Abstract:
Nowadays, waste dumping on the city streets has become more frequent, especially in developing countries due to the
exponential growth of waste generation. This dumping directly affects the city cleanliness, damages resident’s health, and pollutes
the surrounding environment, air, and water. The conventional waste dump detection and collection method involve humans who
visit the streets and spots and manually confirm if any dump is obtained. This method requires a considerable number of employees
and manual operations, which demands a significant amount of energy, time, and money. Additionally, the random appearance of
waste dump on streets cannot be controlled through the conventional method. The research proposes the automated waste dump
detection and localization method using deep learning to overcome these disadvantages. In this method, the weakly supervised
learning approach is implemented using a deep convolutional neural network model. The deep convolutional neural network is
trained for two categories: waste and no waste, using a manually constructed dataset and tested for the above categories and
localizing waste dump in images. The model performance is evaluated through matrices for classification, and a survey is conducted
to assess the accuracy mask generated by the model for waste localization.

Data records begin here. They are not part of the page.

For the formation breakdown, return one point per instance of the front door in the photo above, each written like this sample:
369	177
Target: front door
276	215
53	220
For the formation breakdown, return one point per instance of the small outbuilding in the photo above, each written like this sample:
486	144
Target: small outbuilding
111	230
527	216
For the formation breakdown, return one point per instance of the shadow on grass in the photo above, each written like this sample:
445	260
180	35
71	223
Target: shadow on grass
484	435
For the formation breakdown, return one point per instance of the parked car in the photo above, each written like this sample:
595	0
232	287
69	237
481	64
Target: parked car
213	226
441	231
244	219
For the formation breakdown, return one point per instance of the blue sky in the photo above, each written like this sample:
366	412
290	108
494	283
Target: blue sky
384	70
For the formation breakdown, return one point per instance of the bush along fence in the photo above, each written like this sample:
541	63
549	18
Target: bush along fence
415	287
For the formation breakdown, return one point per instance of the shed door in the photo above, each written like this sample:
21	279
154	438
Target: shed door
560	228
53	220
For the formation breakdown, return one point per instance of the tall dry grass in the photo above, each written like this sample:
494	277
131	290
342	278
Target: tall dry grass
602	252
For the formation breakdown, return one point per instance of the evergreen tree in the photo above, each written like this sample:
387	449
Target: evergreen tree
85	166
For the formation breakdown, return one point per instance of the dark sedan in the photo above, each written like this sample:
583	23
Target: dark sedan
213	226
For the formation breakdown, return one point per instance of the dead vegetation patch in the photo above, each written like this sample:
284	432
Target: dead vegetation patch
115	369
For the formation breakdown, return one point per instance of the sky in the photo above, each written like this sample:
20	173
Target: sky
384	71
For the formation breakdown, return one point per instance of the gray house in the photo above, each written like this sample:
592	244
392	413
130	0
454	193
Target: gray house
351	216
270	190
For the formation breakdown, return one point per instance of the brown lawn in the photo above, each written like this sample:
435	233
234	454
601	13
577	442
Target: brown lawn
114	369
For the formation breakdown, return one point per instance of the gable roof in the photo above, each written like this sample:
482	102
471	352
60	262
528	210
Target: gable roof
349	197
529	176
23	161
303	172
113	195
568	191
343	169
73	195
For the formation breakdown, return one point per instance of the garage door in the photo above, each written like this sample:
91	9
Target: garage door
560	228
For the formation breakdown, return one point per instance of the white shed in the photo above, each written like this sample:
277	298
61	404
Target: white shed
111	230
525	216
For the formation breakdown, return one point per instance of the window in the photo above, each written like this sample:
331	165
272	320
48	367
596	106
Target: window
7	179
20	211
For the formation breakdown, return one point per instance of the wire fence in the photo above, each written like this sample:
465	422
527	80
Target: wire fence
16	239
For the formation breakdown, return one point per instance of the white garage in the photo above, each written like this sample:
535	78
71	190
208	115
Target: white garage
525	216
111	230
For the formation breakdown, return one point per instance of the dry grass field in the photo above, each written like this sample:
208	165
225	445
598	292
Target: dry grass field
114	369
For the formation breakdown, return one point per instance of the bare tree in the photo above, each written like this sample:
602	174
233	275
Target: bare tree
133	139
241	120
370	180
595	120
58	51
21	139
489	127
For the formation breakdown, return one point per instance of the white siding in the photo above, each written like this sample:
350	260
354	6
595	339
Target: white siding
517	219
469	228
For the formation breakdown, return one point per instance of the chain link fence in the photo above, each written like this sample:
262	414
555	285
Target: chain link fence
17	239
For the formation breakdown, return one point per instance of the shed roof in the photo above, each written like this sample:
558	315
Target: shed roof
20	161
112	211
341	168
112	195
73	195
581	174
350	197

The precision, recall, F-score, accuracy, and MCC
matrices are 0.9708, 0.9848, 0.9778, 0.9776 and 0.9553, respectively. The average score from the survey for generated masks is
obtained 3.9. The performance matrices result imply that the model performs outstanding for classification with an accuracy of 97.76
percent and is significantly good for localization with an average score of 3.9. Additionally, the study demonstrates two approaches
for the practical application of the implemented model. (i) Citizen oriented approach: It integrates mobile application with the model.
(ii) Internet of Things oriented approach: It integrates the existing surveillance system and the model.